Kim Jaela, na casa dos 30 anos, costuma comprar "gim" em grandes quantidades, cerca de 500 folhas pequenas por vez, o suficiente para durar vários meses.
Mas ela disse que talvez isso precise mudar, diante de como o "gim" ficou caro.
Ela faz a maior parte das compras de supermercado pela internet e checava os preços no celular durante a entrevista.
"Meu Deus, realmente ficou mais caro em alguns dólares! Felizmente, eu consigo aguentar mais algumas semanas com dois pacotes de "gim", mas, se eu vir o mesmo preço ou um valor ainda maior depois, provavelmente não vou repor", disse.
Um alimento básico coreano
O apetite mundial por "gim" reflete uma crescente demanda global por produtos sul-coreanos, impulsionada por influências culturais como o K-pop (música coreana) e os K-dramas (séries de televisão).
À medida que públicos de diferentes países se envolvem mais profundamente com esse tipo de entretenimento, cresce também o interesse pela culinária coreana, um movimento que as empresas ao redor do mundo já perceberam.

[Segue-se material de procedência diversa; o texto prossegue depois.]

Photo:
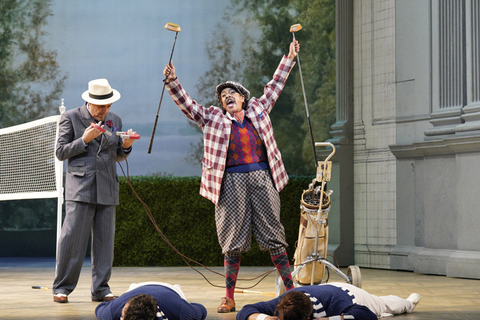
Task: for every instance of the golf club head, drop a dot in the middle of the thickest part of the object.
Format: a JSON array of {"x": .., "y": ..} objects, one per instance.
[
  {"x": 173, "y": 27},
  {"x": 296, "y": 27}
]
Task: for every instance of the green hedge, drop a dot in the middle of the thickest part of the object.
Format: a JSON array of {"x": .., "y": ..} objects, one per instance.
[{"x": 188, "y": 221}]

Em 2023, o gimbap da rede americana de supermercados Trader Joe's, um rolinho de arroz coreano envolto em alga, viralizou e teve os estoques esgotados em todo o país pouco depois do lançamento.
"Eu conheci o 'gim' porque é uma comida típica coreana que aparece com frequência nos K-dramas", disse Miki, uma visitante japonesa de 22 anos, em entrevista à BBC.

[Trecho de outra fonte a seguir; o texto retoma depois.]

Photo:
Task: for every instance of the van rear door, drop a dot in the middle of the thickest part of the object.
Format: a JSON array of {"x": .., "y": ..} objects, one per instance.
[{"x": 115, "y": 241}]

"No Japão, temos algo parecido chamado 'nori', mas o sabor é totalmente diferente. O 'gim' é mais leve e crocante e geralmente é grelhado com óleo de gergelim e sal, enquanto o nori costuma ser temperado com molho de soja."
Viola, uma visitante de 60 anos do Brooklyn, em Nova York (EUA), afirmou que come o "gim" como um lanche. "Eu simplesmente coloco na boca como se fosse uma batata frita", disse, acrescentando que o produto parece uma "alternativa mais saudável".

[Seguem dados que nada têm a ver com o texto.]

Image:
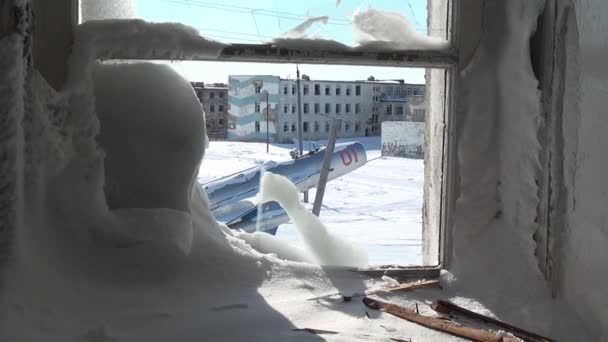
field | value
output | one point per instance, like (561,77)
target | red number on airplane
(346,153)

"De países asiáticos a ocidentais, mais pessoas estão se familiarizando com o 'gim', o que aumenta a demanda global", disse Lee Eunhee, professora de estudos do consumidor da Inha University (Coreia do Sul). "Para atender à demanda externa, os preços no mercado interno estão sendo pressionados para cima."
Kim Namin, de 29 anos, administra uma fábrica de processamento de "gim" temperado com 30 anos de tradição familiar em Wando, uma ilha no sul da Coreia do Sul conhecida pela produção de abalones (moluscos marinhos) e algas marinhas.
A fábrica compra a alga crua, grelha com óleo e sal e a corta no formato retangular familiar vendido nas lojas.
Nos últimos cinco anos, a maior parte da produção foi exportada para mercados internacionais.
"Não há fábricas de 'gim' suficientes para acompanhar o aumento da demanda", disse Kim, acrescentando que a família agora considera expandir as operações.
Ele afirmou ainda que o "gim" é um alimento altamente sensível a preço na Coreia do Sul, historicamente associado à acessibilidade. Mesmo aumentos marginais no custo são fortemente percebidos pelos consumidores e tendem a provocar resistência pública, outro motivo para o foco crescente em mercados externos.
Autoridades governamentais e especialistas afirmam que o aumento de preços é impulsionado por múltiplos fatores, incluindo a inflação geral, a alta dos custos de mão de obra e a queda da produção em outros países.
Ainda assim, muitos concordam que o crescimento da demanda global continua sendo o principal motor da alta.
Em uma tentativa de apaziguar os consumidores domésticos, as empresas, em conjunto com o governo, estão adotando medidas para conter os custos.
O Ministério dos Oceanos e da Pesca da Coreia do Sul prometeu monitorar de perto a situação para estabilizar os preços. Empresas alimentícias sul-coreanas como a Pulmone também planejam criar um centro de pesquisa e desenvolvimento de algas em terra firme, permitindo a colheita ao longo de todo o ano.
De volta a Seul, o mercado fervilha de turistas, e os negócios vão bem para Lee.
"O 'gim' está vendendo como água… especialmente o usado para fazer gimbap", disse.
"Fico feliz que o 'gim' coreano esteja ficando popular."